CaPa: Carve-n-Paint Synthesis for Efficient 4K Textured Mesh Generation
Hwan Heo, Jangyeong Kim, Seongyeong Lee, Jeong A Wi, Junyoung Choi, Sangjun Ahn
TL;DR
CaPa tackles the challenge of fast, high-fidelity 3D asset generation by decoupling geometry and texture synthesis into a two-stage carve-and-paint pipeline. It employs a multi-view guided 3D latent diffusion model to produce a mesh-friendly occupancy field, followed by a texture synthesis stage that uses Spatially Decoupled Cross Attention to generate 4K textures in a model-agnostic diffusion framework, plus a 3D-aware occlusion inpainting module to fill unseen regions. The approach delivers state-of-the-art texture fidelity and geometric stability while achieving end-to-end generation in under 30 seconds, addressing the Janus problem and occlusion-related seams without additional training.
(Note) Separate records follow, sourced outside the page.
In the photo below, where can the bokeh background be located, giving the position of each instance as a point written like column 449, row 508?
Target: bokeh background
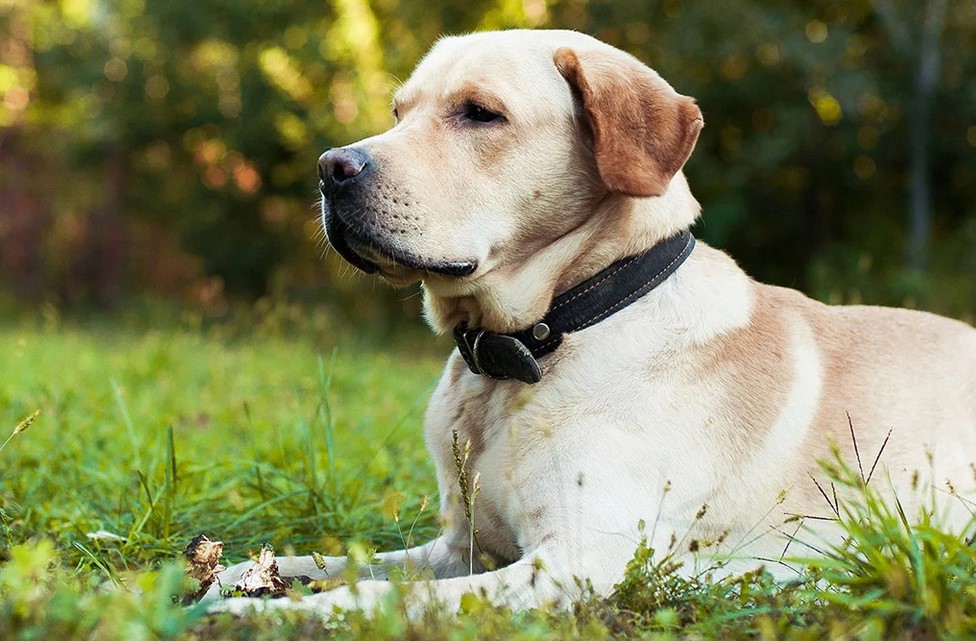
column 165, row 150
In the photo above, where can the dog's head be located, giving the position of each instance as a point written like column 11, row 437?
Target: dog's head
column 505, row 145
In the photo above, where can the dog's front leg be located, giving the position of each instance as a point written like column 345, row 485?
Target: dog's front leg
column 524, row 584
column 443, row 557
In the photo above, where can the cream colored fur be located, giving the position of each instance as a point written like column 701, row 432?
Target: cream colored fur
column 726, row 391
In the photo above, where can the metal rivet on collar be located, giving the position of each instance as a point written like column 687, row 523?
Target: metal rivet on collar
column 540, row 332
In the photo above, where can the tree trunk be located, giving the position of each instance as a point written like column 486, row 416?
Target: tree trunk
column 920, row 192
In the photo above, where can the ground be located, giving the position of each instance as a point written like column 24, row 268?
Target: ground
column 298, row 434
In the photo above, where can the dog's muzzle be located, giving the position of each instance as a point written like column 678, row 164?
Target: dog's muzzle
column 343, row 177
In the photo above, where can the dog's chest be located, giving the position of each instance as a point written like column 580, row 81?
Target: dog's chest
column 474, row 427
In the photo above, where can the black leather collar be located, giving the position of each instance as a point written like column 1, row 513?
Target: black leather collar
column 515, row 355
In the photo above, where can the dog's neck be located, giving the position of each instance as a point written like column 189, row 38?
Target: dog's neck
column 513, row 297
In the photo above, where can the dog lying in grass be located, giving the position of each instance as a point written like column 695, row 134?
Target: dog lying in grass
column 614, row 380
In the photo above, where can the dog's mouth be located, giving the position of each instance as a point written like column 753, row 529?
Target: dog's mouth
column 369, row 253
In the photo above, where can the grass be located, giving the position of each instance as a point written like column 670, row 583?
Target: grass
column 147, row 436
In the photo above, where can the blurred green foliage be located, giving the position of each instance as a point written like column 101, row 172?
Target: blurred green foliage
column 169, row 146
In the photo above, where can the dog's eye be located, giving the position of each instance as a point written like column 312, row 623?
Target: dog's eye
column 474, row 111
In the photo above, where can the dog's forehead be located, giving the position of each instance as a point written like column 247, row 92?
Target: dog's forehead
column 517, row 65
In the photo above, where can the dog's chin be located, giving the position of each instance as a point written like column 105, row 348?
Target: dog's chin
column 398, row 265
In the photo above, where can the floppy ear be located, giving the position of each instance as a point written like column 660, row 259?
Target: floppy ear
column 643, row 129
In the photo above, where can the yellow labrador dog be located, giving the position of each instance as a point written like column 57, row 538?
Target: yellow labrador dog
column 612, row 376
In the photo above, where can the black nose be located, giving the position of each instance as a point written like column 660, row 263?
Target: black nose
column 337, row 166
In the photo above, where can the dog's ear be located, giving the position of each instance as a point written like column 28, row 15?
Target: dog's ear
column 643, row 129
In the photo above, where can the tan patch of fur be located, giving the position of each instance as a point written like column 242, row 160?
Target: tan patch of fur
column 754, row 366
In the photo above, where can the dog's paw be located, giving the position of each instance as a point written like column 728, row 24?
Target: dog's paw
column 226, row 580
column 367, row 598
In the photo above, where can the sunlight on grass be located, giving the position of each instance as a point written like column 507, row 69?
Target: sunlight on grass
column 146, row 439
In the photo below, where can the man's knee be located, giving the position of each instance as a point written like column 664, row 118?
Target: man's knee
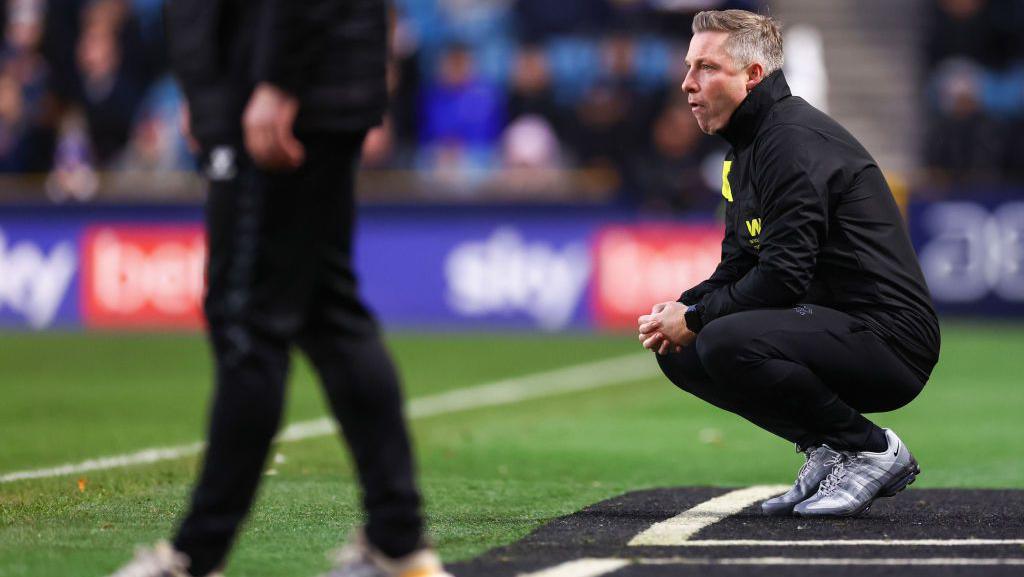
column 725, row 345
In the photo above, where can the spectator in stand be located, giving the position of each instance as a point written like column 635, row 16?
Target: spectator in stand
column 100, row 63
column 27, row 116
column 968, row 29
column 462, row 115
column 669, row 172
column 529, row 89
column 963, row 143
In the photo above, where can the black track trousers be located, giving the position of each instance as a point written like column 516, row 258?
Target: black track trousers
column 805, row 373
column 280, row 274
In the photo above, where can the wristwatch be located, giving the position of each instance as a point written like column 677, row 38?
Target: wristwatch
column 692, row 316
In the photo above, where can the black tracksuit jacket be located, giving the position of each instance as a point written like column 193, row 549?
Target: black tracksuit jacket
column 810, row 219
column 332, row 54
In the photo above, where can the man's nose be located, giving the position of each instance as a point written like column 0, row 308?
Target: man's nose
column 689, row 85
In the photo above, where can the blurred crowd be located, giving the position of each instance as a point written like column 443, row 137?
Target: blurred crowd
column 526, row 97
column 529, row 92
column 83, row 89
column 974, row 58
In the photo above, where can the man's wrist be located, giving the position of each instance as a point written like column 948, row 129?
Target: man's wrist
column 694, row 321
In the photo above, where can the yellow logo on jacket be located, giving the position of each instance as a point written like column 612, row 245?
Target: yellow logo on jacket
column 726, row 189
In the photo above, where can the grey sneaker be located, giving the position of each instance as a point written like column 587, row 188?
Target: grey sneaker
column 359, row 559
column 859, row 479
column 819, row 461
column 159, row 561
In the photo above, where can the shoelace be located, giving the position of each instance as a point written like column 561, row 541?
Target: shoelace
column 836, row 476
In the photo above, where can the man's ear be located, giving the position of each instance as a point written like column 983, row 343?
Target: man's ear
column 755, row 74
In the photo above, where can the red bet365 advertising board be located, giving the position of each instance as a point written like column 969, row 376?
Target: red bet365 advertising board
column 636, row 266
column 142, row 276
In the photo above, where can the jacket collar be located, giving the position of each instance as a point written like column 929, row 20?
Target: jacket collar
column 745, row 121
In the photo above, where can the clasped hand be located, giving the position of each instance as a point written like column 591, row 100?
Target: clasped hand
column 665, row 329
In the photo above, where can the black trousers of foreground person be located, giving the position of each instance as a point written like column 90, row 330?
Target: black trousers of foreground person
column 806, row 374
column 280, row 274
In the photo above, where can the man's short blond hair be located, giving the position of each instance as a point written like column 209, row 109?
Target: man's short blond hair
column 753, row 38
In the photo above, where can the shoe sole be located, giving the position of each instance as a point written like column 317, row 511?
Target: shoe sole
column 888, row 491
CaPa’s design is highly scalable, integrating with pre-trained diffusion models (e.g., SDXL) and tools like ControlNet and LoRA, enabling practical, commercial-grade 3D asset production.
Abstract
The synthesis of high-quality 3D assets from textual or visual inputs has become a central objective in modern generative modeling. Despite the proliferation of 3D generation algorithms, they frequently grapple with challenges such as multi-view inconsistency, slow generation times, low fidelity, and surface reconstruction problems. While some studies have addressed some of these issues, a comprehensive solution remains elusive. In this paper, we introduce \textbf{CaPa}, a carve-and-paint framework that generates high-fidelity 3D assets efficiently. CaPa employs a two-stage process, decoupling geometry generation from texture synthesis. Initially, a 3D latent diffusion model generates geometry guided by multi-view inputs, ensuring structural consistency across perspectives. Subsequently, leveraging a novel, model-agnostic Spatially Decoupled Attention, the framework synthesizes high-resolution textures (up to 4K) for a given geometry. Furthermore, we propose a 3D-aware occlusion inpainting algorithm that fills untextured regions, resulting in cohesive results across the entire model. This pipeline generates high-quality 3D assets in less than 30 seconds, providing ready-to-use outputs for commercial applications. Experimental results demonstrate that CaPa excels in both texture fidelity and geometric stability, establishing a new standard for practical, scalable 3D asset generation.